The damage may be exacerbated by the host’s overly aggressive immune response, which is activated by the presence of these virulence factors and causes immune cells to harm host cells in an attempt to combat the infection. As a result, these virulence factors are one of the primary targets in medical research aimed at developing novel therapies and vaccines.
A virulent virus is the human immunodeficiency virus, or HIV. It is the virus that causes AIDS. It is virulent because it uses methods to avoid being detected by the host’s immune cells. It infects immunological cells such as T-helper cells, for example. As a result, the host’s immunological response has already been weakened and impaired.
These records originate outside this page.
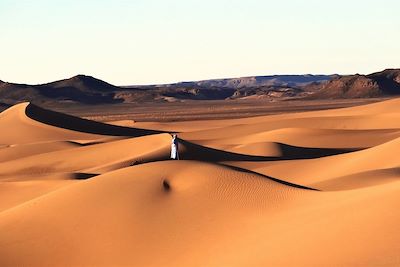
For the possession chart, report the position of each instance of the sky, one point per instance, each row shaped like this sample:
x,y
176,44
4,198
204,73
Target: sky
x,y
164,41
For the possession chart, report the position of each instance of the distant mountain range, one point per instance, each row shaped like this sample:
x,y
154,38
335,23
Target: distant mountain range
x,y
89,90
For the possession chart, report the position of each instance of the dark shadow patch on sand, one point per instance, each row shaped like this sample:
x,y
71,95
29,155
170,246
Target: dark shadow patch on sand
x,y
83,176
69,122
270,178
192,151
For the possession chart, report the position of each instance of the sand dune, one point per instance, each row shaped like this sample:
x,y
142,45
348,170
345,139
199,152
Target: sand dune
x,y
316,188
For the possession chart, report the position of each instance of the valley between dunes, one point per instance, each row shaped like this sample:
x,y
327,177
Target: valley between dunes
x,y
318,188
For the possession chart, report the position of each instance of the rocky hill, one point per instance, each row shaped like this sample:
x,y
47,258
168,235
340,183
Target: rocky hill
x,y
89,90
384,83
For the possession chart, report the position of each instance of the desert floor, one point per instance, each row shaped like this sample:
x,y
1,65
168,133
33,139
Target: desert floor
x,y
315,188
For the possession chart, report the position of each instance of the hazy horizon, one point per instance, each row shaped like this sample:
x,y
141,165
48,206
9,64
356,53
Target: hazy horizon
x,y
155,42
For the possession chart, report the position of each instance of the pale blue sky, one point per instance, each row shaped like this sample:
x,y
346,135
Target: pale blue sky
x,y
156,41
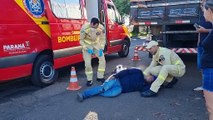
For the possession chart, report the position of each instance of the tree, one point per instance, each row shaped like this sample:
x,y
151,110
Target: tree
x,y
123,6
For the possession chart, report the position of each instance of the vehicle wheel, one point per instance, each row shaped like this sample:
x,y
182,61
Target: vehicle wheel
x,y
44,73
125,50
The lyssavirus, which causes rabies, is another example. It penetrates muscle cells and hijacks them, then goes to the nervous system via neuromuscular junctions. As a result, it is classified as neurovirulent, or capable of causing illness in the neurological system.
Two human pathogens, Mycobacterium tuberculosis (cause of TB) and Bacillus anthracis, are examples of bacteria (causative agent of anthrax).